China International Capital Corp (CICC) plans to absorb two smaller brokerages to create a new entity worth 1 trillion yuan (US$140 billion) in assets, as a state-led consolidation gathers pace to meet Beijing’s goal of creating investment banks that can compete with the likes of Goldman Sachs.
CICC would take over Dongxing Securities and Cinda Securities through stock swaps with the shareholders of the two peers, it said in an exchange statement on Wednesday night, without giving details. Shares of the three companies will be suspended from trading on the Shanghai exchange for up to 25 days. The deal was pending approval from the companies’ boards, shareholders and the regulators, it said.
The consolidation marks the latest move by China’s securities industry to fulfil President Xi Jinping’s ambition of building financial giants amid an all-out confrontation with the US that threatens financial decoupling. CICC, Dongxing and Cinda are controlled by Central Huijin Investment, a unit of China’s sovereign wealth fund, making it likely the merger will proceed smoothly.

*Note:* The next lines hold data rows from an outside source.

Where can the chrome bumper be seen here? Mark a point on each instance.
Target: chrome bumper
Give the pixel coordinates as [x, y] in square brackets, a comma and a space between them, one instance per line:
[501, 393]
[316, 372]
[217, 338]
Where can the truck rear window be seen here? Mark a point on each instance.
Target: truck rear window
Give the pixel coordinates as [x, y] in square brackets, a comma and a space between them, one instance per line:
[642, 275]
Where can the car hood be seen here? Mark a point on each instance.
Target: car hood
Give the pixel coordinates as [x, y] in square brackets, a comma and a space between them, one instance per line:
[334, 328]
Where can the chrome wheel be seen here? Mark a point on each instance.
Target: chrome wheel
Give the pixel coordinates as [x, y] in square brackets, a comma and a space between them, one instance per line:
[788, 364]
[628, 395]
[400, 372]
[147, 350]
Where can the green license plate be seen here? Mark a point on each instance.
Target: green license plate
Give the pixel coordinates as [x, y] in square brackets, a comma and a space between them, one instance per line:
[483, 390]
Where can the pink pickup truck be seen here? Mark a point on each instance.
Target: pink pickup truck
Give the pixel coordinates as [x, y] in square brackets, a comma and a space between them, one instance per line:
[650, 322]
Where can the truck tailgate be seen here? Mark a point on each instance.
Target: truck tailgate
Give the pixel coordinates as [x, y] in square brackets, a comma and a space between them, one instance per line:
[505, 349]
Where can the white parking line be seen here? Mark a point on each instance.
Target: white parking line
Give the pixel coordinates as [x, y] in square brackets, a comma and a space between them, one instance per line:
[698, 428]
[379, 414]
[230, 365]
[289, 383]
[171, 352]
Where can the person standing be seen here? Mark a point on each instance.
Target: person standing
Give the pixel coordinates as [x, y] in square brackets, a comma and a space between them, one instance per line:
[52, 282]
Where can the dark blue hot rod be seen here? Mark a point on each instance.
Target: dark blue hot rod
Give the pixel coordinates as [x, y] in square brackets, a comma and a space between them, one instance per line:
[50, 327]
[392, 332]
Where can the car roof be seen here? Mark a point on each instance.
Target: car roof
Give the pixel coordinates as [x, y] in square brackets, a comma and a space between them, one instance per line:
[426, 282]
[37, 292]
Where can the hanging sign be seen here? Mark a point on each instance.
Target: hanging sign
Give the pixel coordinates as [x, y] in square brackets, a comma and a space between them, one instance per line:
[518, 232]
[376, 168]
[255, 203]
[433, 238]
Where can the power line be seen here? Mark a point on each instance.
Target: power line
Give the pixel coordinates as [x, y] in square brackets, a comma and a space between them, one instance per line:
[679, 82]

“The restructuring is conducive to building a first-class investment bank and supporting the reform of the financial market and the high-quality development of the securities industry,” CICC said in the statement.

The revamp would consolidate and complement the companies’ resources and strengths, which in turn would bring economies of scale, better serve the state’s strategy and the economy and boost shareholder returns, according to the statement.
The merged brokerage’s total assets of 1 trillion yuan would rank it fourth after Citic Securities, Guotai Haitong Securities and Huatai Securities, according to data provider Wind Information.